LE SYSTÈME DE LA PROSTITUTION. UNE VIOLENCE À L’ENCONTRE DES FEMMES

Rapport gouvernemental 2002

Commission nationale contre les violences envers les femmes. Présidente Adeline Hazan. Rapporteuse Malka Marcovich, 5 mars 2002


Extraits


3è partie, “De l’usage des mots: entre le visible et l’invisible”, Chap. 6,Briser le silence



    “Comme le souligne Annie Mignard:


    “Refuser la propriété des autres sur son corps, c’est aussi refuser sa propre propriété sur son corps. Le mot d’ordre féministe “Mon corps est à moi” me semble aberrant, puisqu’on le comprend toujours littéralement. Qu’est-ce que parler veut dire? On n’a pas son corps, on est son corps. “Mon corps est moi.” Non un objet, un instrument, séparé de l’être, qu’on peut vendre, louer, abandonner, ou garder pour soi, mais l’être même. On ne s’appartient pas, on est. C’est pourquoi la liberté du propriétaire que les prostituées revendiquent sur leur corps-objet me semble la même aliénation (...).
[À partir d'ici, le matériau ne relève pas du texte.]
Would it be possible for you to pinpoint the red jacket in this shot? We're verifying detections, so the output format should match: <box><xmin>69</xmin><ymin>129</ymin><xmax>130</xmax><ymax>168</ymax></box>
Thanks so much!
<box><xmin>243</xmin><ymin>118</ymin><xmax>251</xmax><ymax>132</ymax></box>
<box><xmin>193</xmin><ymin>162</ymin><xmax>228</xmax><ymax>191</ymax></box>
    Autant il est merveilleux d’être enceinte quand on le désire, autant avoir dans son ventre un corps étranger qu’on refuse, et qui croît, est un scandale affolant, invivable, comme un cancer, une question de légitime défense, de vie ou de mort: c’est ça ou c’est moi. Et l’avortement est une réaction élémentaire d’intégrité corporelle, d’intégrité de soi (...).
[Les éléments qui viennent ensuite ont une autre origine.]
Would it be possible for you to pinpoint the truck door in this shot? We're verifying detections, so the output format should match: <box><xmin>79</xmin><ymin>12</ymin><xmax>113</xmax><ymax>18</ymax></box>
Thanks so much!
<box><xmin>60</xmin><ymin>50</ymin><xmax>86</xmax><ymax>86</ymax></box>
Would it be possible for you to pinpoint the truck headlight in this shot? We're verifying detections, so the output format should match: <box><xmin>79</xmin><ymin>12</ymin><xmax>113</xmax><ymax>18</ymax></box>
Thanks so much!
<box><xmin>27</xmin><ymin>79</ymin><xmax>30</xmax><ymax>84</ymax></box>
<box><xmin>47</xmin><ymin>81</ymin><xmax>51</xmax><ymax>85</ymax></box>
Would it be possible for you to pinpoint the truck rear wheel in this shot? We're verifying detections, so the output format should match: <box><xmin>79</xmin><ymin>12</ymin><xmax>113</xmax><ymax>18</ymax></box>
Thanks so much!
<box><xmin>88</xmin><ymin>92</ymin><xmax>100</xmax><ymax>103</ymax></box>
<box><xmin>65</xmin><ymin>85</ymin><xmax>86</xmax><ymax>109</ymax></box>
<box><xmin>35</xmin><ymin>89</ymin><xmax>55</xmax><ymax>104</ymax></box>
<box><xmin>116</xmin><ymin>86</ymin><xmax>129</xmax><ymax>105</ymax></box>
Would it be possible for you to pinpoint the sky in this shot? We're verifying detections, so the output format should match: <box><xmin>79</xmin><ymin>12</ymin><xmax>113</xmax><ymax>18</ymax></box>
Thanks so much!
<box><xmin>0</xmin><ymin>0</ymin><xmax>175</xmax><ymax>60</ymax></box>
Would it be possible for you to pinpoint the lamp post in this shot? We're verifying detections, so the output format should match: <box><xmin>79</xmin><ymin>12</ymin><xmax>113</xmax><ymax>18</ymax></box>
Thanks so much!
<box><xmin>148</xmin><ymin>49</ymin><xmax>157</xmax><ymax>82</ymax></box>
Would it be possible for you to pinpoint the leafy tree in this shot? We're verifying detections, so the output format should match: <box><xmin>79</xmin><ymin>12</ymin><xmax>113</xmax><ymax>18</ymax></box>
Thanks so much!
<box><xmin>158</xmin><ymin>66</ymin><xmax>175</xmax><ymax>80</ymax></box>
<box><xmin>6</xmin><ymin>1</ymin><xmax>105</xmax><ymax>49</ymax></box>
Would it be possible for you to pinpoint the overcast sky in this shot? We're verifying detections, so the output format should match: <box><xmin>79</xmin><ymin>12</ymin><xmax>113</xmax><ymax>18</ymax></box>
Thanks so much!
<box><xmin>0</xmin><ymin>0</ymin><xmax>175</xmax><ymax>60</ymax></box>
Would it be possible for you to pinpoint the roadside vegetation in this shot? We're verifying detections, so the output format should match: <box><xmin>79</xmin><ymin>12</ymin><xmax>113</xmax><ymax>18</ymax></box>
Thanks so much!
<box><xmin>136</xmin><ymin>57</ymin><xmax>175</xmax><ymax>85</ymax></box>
    Autant il est merveilleux de faire l’amour avec qui on désire, autant la pénétration par une chair étrangère (...) est un scandale affolant, invivable, l’irruption de la mort en soi (...).
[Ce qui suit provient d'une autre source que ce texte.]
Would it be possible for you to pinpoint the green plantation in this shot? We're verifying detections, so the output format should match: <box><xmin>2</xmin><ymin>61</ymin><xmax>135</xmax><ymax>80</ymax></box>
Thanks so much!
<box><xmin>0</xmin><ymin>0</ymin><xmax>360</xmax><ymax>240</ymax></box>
    Comment peut-on dire de la même voix (...): “Liberté de l’avortement. Plus jamais de viol. Liberté de la prostitution”? Le corps réagit-il différemment lorsqu’il y a de l’argent et lorsqu’il n’y en a pas? En est-on moins malade pour autant? Moins coupée? Moins expulsée de soi-même? Où peut-on aller se réfugier quand le lieu de son corps est occupé par autrui? Quand on n’a même plus son espace du dedans? (...)”



5è partie,Le morcellement du corps prostitué: écho du morcellement du sujet de la prostitution dans le corps social


    “Le corps prostitué n’est pas un. Le corps prostitué ressemble à ces illustrations chez les bouchers qui désignent chaque partie de l’animal. Le corps est en effet morcelé, chacune de ses parties est hiérarchisée et tarifiée. En 1976, Annie Mignard soulignait:


    “30 francs l’éjaculation précoce du pauvre, 100 l’éjaculation rapide du moyen, 1.000 le couché ou la nuitée du riche. Ce paiement n’a aucun rapport avec un salaire. Ce n’est pas ce qui permet à la femme de renouveler de jour en jour sa force de travail, ce n’est pas non plus la contrepartie du service fourni (...).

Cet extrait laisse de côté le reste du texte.